1. Editorial, “Patient First, Person First”. The Lancet. Volume 24, Issue 10, P1053, October 2023.
2. Jpma, I. et al. “Metallic Taste in Cancer Patients Treated with Systemic Therapy”. Nutrition and Cancer, 69(1), 140–145.(2016)
Little Red Riding Hood image: bettidraws, Pixabay
NOTE FROM CAROLYN: In my book, “A Woman’s Guide to Living with Heart Disease“ (Johns Hopkins University Press), I wrote much more about the importance of communication – especially when communicating with patients, no matter the diagnosis. You can ask for this book at your local library or bookshop (please support your favourite independent booksellers!) or order it online (paperback, hardcover or e-book) at Amazon, or order it directly from Johns Hopkins University Press. Use their code HTWN to save 30% off the list price when you order.

I am putting myself at risk writing this to you because you suffer both heart disease and cancer, but I have always felt as a heart patient, survivor of three heart attacks by age 61, that the medical community and society blame heart patients for their disease and treat them like garbage – whereas cancer patients get treated like gold even if they did all kinds of things in life like heavy smoking to actually cause their cancer.

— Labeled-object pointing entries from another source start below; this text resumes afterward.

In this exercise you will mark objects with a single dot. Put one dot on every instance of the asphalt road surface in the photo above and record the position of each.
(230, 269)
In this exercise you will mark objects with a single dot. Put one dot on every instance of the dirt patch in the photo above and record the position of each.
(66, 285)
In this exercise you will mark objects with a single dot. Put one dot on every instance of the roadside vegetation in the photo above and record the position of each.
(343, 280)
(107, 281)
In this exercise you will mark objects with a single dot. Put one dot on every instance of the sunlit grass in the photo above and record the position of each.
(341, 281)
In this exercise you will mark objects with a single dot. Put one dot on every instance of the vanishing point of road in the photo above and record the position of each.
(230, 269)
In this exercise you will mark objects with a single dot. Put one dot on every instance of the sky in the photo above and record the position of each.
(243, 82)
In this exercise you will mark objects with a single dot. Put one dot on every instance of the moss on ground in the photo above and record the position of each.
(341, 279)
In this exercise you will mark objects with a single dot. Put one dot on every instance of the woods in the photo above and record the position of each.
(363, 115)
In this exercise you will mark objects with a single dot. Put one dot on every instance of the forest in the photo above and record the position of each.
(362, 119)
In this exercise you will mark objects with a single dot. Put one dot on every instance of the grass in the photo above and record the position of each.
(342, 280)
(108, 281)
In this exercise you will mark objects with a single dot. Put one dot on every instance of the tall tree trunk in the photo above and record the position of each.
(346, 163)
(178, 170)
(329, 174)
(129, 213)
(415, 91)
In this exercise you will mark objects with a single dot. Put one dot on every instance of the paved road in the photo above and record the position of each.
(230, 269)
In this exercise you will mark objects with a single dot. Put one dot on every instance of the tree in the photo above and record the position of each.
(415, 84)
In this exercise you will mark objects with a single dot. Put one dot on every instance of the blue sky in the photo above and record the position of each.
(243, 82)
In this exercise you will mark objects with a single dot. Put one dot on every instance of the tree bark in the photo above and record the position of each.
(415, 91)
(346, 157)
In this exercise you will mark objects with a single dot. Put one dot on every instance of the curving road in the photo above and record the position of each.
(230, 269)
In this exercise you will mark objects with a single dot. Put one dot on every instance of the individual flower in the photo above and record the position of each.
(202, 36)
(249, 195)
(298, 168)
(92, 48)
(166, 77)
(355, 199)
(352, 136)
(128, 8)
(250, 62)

Now I, a vegetarian, healthy lifestyle, yoga/Tai chi/ water drinker, trying to do everything right person, gets heart disease and shockingly diabetes and there is nothing for me.
My husband, a smoker, a pound of candy a day, only drinks soda, fried greasy fast food lover, gets cancer and he is fawned over, free massages, free Tai chi classes he won’t go to, free meditation and classes of all sorts and he still goes and sneaks cigarettes while I go to physical therapy I pay for, and beg him to take walks with me on my severely arthritic hip and one replaced – while his bones are perfect.
What’s wrong with this picture? I don’t want cancer and I’m glad people get all that great stuff. But heart disease is no joke. It’s painful, the meds are horrible, you’re always dealing with tests, hospitals and and medication changes and your heart keeps getting worse, going into various tachycardia, getting invasive treatments, other meds, nearly dying and it takes a big toll on you every time, including on your mind alertness, depression, working through it. I hate that word “Manage” too, as if I have any say in it. But the parts I do have a say in I do try to help myself, but the medical community blames me for heart disease and that makes managing nearly impossible.
I just had to say this. Heart disease is the Number One killer but we sure don’t get treated like that.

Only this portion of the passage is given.